Nazmul Hassan Papon (born 31 May 1961) is a Bangladeshi politician and a cricket administrator. He is a former minister of youth and sports and a former Jatiya Sangsad member representing the Kishoreganj-6 constituency. He is also the former president of the Bangladesh Cricket Board.

==Personal life==
Nazmul Hassan Papon was born at the north Bhairab River in the Bhairabpur area, Kishoreganj, Bangladesh. His father, Zillur Rahman, was the president of Bangladesh, and his mother is Ivy Rahman, a Bangladesh Awami League politician. He has two sisters, Tania Bukth and Tonyma Rahman. He was a former student of Government Laboratory High School, Dhaka. He completed his BSS from the Department of Public Administration, University of Dhaka and MBA from the Institute of Business Administration, University of Dhaka.

==Career==
===As cricket administrator===
Nazmul Hassan was unanimously elected as the president of the Bangladesh Cricket Board in October 2013, succeeding AHM Mustafa Kamal, who was appointed the vice president of the ICC. He is the first elected president of the board, his predecessors were appointed by the government of Bangladesh. In the election, Papon competed with Saber Hasan Chowdhury. In 2021, he was re-elected as the board president for a third term. On 21 August 2024, He is longest serving president among test cricket nations. He announced his step down as president of the Bangladesh Cricket Board.

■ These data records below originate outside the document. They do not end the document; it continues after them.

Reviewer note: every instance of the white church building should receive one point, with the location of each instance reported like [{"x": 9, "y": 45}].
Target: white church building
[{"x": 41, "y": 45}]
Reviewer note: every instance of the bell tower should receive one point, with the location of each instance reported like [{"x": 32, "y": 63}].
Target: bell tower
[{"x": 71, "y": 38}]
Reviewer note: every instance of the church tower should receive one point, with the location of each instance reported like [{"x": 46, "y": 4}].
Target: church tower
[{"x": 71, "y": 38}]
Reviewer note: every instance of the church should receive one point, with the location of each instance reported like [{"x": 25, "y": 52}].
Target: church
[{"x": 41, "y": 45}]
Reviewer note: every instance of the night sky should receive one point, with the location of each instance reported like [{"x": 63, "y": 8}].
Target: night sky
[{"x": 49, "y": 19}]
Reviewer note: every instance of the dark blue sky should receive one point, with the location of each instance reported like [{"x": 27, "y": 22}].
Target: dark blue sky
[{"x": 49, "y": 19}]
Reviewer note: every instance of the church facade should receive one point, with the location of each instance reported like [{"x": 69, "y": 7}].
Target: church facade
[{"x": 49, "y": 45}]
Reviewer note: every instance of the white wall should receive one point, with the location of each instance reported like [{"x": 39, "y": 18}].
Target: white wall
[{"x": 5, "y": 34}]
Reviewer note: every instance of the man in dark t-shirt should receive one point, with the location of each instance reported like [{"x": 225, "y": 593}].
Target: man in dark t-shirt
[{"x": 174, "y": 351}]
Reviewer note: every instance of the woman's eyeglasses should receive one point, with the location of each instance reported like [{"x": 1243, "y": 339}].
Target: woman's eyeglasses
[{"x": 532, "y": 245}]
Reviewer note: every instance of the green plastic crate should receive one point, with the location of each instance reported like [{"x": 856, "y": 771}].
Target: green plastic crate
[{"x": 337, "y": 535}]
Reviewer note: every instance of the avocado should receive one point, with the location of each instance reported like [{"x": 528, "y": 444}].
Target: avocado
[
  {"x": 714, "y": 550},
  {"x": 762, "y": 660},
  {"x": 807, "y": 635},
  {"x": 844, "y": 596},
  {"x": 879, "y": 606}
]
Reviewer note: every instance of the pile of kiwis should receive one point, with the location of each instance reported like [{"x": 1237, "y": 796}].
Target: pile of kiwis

In 2018, Nazmul Hassan became the president of the Asian Cricket Council. After a 3-year term, he was succeeded by BCCI Secretary Jay Shah in 2021.

===As politician===
Nazmul Hassan was the member of parliament for the Kishoreganj-6 constituency from the Bangladesh Awami League from 2009 to 2024.

===Others===
Nazmul Hassan is the managing director of Beximco Pharmaceutical Limited and Shinepukur Ceramics Limited and a director of the Beximco Group. He was the president of the Abahani club for almost a decade. He headed a subcommittee in the parliament formed to investigate the manufacturing practices of pharmaceutical companies in Bangladesh.

==Controversies==
Nazmul Hassan has faced multiple controversies during his tenure as president of the Bangladesh Cricket Board. He has been criticized for his disciplinary actions against players, including the suspension of cricketer Shakib Al Hasan. Nazmul Hassan has also been accused of pressuring players to participate in matches despite their injuries and difficulties.